Support for multiple GPUs

NVlabs / nvdiffrecmc

Official code for the NeurIPS 2022 paper "Shape, Light, and Material Decomposition from Images using Monte Carlo Rendering and Denoising".

Other

363 stars 28 forks source link

Support for multiple GPUs #19

Open Selozhd opened 1 year ago

Selozhd commented 1 year ago

I am planning to run the model on multiple GPUs. However, Looking at the way optimize_mesh() is written it is not immediately clear how to implement it. In nvdiffrec, there used to be multiple gpu support implemented through a Trainer class. Is any particular reason why you removed it?

jmunkberg commented 1 year ago

Hello,

We removed it from the public repo to make the code a bit easier to read and support. You can likely do something similar to the nvdiffrec mGPU setup.

Selozhd commented 1 year ago

Hello again,

I have a working first implementation but I am encountering some problems as far as GPU memory is concerned. For example, I still get CUDA out of memory errors when I increase the batch size by one despite effectively having x4 memory. This leads me to suspect that some processes are shared between the GPUs. Maybe you have some insights to help me here?

I have also noticed that DMTetGeometry and DLMesh implementations are different (even though they are very similar algorithmically) between nvdiffrec and nvdiffrecmc, for example you don't inherit them from torch's nn.Module. Is there any specific reason for this?

iraj465 commented 1 year ago

Hey were you able to get the multi-gpu setup working?

Selozhd commented 1 year ago

Yeah partially, I had to do a few hacky things in the data processing to get it to work. But at the end I could process a batch across multiple gpus.
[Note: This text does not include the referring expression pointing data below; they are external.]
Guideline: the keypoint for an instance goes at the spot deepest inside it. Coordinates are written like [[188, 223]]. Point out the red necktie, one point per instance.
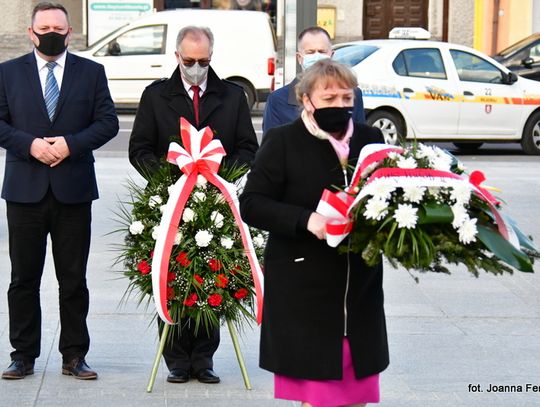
[[195, 90]]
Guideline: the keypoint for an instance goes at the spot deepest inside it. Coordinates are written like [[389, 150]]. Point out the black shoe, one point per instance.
[[178, 376], [79, 369], [207, 376], [18, 369]]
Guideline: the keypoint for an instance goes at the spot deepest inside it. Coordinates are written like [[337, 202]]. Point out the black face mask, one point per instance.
[[333, 119], [51, 44]]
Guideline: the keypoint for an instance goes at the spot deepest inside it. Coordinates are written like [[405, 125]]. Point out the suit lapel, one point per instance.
[[35, 84], [67, 82]]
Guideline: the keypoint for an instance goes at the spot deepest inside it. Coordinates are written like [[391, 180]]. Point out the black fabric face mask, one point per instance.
[[52, 43], [333, 119]]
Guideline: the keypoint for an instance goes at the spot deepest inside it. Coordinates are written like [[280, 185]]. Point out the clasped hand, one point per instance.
[[317, 225], [50, 150]]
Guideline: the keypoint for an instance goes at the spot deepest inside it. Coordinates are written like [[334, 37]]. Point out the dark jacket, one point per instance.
[[85, 116], [283, 108], [304, 318], [223, 107]]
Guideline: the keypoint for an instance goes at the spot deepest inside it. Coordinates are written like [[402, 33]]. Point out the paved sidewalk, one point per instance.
[[447, 333]]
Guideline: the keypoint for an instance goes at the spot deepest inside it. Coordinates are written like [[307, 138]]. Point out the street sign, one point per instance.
[[105, 16]]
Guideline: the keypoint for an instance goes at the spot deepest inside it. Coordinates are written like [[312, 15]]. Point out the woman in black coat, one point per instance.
[[323, 331]]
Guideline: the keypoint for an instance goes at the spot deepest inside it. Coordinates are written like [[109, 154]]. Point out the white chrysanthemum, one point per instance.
[[414, 193], [460, 215], [227, 242], [136, 228], [376, 209], [441, 161], [258, 241], [382, 189], [408, 162], [188, 215], [203, 238], [426, 152], [217, 218], [199, 196], [467, 232], [201, 181], [154, 201], [406, 216], [461, 192]]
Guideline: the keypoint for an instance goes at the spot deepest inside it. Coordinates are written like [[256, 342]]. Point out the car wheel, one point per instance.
[[468, 146], [248, 90], [530, 140], [390, 124]]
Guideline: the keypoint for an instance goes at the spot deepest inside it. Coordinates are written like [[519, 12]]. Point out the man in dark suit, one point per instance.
[[195, 92], [281, 107], [55, 109]]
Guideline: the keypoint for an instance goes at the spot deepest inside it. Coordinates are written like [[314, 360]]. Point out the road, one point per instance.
[[450, 337]]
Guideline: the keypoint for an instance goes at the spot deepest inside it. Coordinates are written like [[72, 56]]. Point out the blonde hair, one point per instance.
[[326, 70]]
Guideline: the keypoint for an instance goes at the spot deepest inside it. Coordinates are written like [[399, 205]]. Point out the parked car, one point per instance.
[[431, 90], [141, 52], [523, 57]]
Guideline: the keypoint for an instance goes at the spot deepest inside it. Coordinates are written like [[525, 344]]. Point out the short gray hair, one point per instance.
[[196, 32]]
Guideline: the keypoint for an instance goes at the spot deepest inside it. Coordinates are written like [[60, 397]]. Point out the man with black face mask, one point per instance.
[[194, 92], [55, 109]]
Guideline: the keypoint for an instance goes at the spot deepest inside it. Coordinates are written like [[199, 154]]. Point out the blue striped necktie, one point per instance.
[[51, 90]]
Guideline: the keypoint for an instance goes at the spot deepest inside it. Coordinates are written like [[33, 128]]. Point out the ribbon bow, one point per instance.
[[201, 154]]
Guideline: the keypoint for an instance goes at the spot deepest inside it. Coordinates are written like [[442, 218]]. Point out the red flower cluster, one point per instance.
[[214, 300], [183, 259], [198, 279], [241, 293], [191, 300], [215, 265], [144, 267], [221, 281]]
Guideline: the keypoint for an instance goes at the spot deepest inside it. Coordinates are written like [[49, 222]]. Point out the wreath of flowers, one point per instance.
[[425, 227], [209, 276]]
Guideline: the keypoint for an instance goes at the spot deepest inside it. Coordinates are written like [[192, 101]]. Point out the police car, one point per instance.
[[432, 90]]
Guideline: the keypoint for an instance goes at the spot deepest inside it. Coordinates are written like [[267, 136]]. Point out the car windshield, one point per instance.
[[352, 55], [520, 44]]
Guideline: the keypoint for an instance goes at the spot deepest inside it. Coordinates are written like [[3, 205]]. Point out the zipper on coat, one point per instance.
[[348, 271]]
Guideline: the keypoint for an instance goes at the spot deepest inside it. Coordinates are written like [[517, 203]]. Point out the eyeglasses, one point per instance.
[[189, 62]]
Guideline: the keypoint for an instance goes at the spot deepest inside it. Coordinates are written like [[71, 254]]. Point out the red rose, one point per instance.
[[241, 293], [199, 279], [221, 281], [144, 267], [191, 300], [215, 300], [214, 264], [183, 259], [235, 270], [170, 293]]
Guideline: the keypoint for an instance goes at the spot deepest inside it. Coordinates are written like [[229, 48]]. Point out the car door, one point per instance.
[[489, 107], [134, 59], [427, 92]]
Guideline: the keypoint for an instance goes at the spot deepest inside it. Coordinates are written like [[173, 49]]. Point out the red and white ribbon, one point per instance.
[[338, 208], [202, 155]]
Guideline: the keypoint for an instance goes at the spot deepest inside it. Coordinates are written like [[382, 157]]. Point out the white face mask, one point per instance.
[[309, 59], [195, 74]]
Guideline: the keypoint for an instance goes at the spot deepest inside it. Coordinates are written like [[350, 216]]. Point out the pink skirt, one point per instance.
[[330, 393]]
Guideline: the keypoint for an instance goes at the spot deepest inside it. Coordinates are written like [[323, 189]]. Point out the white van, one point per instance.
[[142, 51]]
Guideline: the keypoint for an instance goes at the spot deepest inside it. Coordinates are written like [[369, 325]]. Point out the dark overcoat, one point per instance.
[[223, 107], [313, 294]]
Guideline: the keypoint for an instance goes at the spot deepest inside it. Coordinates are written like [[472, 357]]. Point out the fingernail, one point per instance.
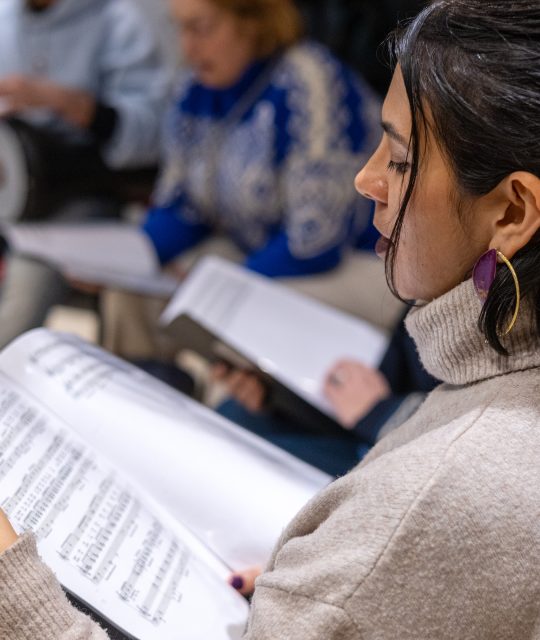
[[237, 582]]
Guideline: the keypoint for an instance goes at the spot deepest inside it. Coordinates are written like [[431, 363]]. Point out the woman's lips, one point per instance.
[[382, 246]]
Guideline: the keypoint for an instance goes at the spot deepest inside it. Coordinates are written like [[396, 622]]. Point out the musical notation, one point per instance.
[[58, 486]]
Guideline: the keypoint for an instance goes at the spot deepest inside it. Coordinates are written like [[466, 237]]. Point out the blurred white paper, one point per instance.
[[142, 500], [293, 338], [108, 254]]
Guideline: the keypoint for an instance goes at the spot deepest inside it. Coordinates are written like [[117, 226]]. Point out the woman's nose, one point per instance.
[[371, 185]]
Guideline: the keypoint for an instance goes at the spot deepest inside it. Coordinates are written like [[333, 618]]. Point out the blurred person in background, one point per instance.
[[367, 403], [86, 72], [263, 140]]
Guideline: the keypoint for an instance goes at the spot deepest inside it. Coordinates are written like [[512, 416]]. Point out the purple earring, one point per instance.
[[484, 273]]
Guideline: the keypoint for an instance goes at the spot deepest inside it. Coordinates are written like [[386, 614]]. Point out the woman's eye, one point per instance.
[[399, 167]]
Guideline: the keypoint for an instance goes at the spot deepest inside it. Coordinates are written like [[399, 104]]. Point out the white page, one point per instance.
[[235, 491], [99, 539], [292, 337], [108, 254]]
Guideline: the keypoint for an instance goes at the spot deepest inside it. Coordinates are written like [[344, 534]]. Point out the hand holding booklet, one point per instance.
[[110, 254], [142, 500]]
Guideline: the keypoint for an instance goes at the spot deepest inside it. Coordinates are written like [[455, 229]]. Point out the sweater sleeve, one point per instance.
[[136, 84], [313, 620], [32, 604]]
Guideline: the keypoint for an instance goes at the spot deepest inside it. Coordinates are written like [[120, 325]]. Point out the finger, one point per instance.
[[244, 581], [7, 533], [235, 382], [219, 370], [251, 388]]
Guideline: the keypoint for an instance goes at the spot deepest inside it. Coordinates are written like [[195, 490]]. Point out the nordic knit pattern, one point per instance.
[[435, 536]]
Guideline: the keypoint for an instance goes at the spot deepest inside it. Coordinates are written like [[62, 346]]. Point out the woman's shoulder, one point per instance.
[[439, 498]]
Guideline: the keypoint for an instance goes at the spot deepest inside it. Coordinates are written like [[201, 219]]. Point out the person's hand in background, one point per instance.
[[244, 386], [353, 390], [19, 93]]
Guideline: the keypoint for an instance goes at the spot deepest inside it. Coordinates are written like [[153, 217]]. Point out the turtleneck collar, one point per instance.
[[453, 349]]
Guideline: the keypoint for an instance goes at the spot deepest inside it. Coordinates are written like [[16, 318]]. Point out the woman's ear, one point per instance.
[[520, 218]]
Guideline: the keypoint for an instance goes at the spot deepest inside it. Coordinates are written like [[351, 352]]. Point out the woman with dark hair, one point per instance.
[[435, 534]]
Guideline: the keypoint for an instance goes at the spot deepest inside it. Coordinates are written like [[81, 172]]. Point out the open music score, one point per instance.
[[107, 467], [62, 485]]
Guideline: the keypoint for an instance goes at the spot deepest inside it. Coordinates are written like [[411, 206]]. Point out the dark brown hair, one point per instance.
[[475, 65]]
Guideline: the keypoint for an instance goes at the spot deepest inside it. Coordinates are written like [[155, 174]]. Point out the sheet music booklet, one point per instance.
[[142, 500], [225, 312]]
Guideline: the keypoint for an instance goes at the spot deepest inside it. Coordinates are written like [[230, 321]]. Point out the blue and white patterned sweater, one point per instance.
[[276, 177]]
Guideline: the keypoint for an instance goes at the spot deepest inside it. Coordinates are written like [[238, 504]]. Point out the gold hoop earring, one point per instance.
[[484, 273], [507, 262]]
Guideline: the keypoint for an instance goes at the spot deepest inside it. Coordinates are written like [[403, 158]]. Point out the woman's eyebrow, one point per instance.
[[392, 133]]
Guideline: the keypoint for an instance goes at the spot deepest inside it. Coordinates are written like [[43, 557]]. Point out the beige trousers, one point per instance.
[[358, 286]]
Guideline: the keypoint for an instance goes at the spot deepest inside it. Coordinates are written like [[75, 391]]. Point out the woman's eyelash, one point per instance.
[[399, 167]]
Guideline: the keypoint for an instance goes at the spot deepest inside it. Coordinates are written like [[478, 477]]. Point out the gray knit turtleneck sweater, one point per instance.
[[435, 536]]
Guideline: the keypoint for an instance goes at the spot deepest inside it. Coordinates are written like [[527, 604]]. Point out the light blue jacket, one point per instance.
[[103, 47]]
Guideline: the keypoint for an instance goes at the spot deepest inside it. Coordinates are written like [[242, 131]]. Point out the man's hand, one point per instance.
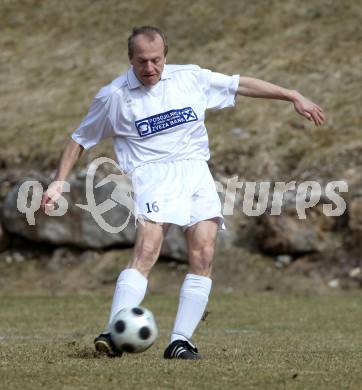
[[308, 109], [51, 195]]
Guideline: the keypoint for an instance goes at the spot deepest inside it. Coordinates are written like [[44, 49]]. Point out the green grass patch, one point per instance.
[[261, 341]]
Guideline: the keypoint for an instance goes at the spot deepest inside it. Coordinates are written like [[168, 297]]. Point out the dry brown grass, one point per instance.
[[56, 55]]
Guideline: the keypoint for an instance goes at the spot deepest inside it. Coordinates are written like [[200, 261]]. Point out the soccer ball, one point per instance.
[[133, 330]]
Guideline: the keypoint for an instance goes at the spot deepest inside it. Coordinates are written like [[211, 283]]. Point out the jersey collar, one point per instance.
[[133, 81]]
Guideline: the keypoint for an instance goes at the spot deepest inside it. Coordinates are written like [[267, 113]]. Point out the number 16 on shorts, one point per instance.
[[152, 207]]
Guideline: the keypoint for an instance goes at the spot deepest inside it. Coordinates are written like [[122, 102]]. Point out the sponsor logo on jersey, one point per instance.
[[165, 120]]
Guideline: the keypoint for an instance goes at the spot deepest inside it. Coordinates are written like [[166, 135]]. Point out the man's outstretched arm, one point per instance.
[[251, 87], [70, 155]]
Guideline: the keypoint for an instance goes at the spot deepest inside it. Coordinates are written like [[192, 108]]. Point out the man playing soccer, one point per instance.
[[155, 114]]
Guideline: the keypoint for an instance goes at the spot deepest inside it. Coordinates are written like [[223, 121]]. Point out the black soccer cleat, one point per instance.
[[181, 349], [104, 345]]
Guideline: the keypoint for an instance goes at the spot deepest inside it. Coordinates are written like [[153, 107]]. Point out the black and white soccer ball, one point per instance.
[[133, 329]]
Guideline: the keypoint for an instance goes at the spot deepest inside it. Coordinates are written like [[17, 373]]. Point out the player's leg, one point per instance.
[[132, 282], [195, 289]]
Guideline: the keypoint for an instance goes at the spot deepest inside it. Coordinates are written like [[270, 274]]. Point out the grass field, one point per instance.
[[261, 341]]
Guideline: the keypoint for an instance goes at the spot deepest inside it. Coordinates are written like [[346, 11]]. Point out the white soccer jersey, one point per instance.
[[161, 123]]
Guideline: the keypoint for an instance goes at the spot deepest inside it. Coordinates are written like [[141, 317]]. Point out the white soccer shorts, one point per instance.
[[180, 192]]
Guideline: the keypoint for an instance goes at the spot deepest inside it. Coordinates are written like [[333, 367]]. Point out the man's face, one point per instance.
[[148, 59]]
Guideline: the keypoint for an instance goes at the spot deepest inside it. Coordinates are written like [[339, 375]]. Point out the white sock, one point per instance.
[[130, 290], [194, 295]]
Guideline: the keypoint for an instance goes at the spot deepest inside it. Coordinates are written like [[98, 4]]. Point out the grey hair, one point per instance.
[[150, 32]]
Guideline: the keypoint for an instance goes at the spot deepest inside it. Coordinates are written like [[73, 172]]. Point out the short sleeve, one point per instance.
[[220, 89], [95, 126]]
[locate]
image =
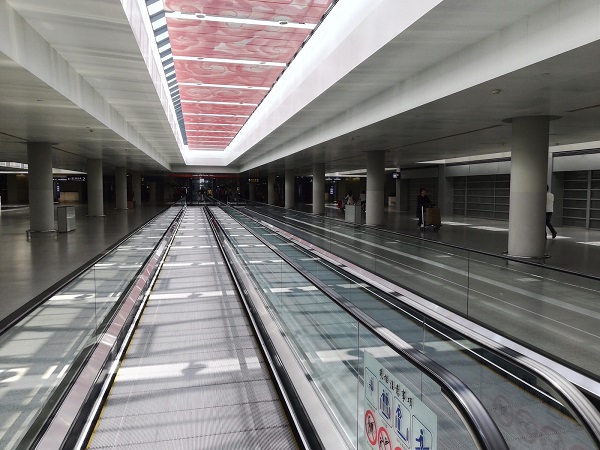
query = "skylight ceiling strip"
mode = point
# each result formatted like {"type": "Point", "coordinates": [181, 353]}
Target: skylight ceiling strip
{"type": "Point", "coordinates": [213, 115]}
{"type": "Point", "coordinates": [205, 102]}
{"type": "Point", "coordinates": [225, 86]}
{"type": "Point", "coordinates": [214, 126]}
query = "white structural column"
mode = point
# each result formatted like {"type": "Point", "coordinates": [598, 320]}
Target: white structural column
{"type": "Point", "coordinates": [41, 200]}
{"type": "Point", "coordinates": [529, 163]}
{"type": "Point", "coordinates": [290, 184]}
{"type": "Point", "coordinates": [271, 189]}
{"type": "Point", "coordinates": [152, 191]}
{"type": "Point", "coordinates": [375, 187]}
{"type": "Point", "coordinates": [136, 186]}
{"type": "Point", "coordinates": [121, 187]}
{"type": "Point", "coordinates": [95, 188]}
{"type": "Point", "coordinates": [318, 188]}
{"type": "Point", "coordinates": [12, 186]}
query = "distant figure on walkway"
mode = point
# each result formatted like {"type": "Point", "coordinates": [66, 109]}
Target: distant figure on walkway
{"type": "Point", "coordinates": [549, 211]}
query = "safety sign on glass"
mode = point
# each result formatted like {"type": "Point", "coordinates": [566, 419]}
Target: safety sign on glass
{"type": "Point", "coordinates": [395, 419]}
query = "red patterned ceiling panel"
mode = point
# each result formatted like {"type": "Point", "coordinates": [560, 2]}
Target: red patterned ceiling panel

iraj465 commented 1 year ago

I tried with distributed data parallel and somewhat changing to pytorvch lightning but getting seg fault on pretty low res images and batch sizes. How did you resolve it? It would be nice to discuss further

Selozhd commented 1 year ago

I tried with distributed data parallel and somewhat changing to pytorvch lightning but getting seg fault on pretty low res images and batch sizes. How did you resolve it? It would be nice to discuss further

I never got a segfault error. How are you trying to implement the parallelism? I think you can only expect to divide the batches across the gpus. Here is briefly what I have done:

Rewritten the classes for light, material, dmtet, and dlmesh using 'nn.Module'.
Changed some parts of 'optimize_mesh()' to handle training parameters and re-added the 'Trainer' class. The old nvdiffrec code is a good reference here.
Finally added the boilerplate code for torch to handle the rest. I used torch's 'DistributedDataParallel'.

VLadImirluren commented 1 year ago

@Selozhd thanks! Can you share the code for reference~~ best wish~~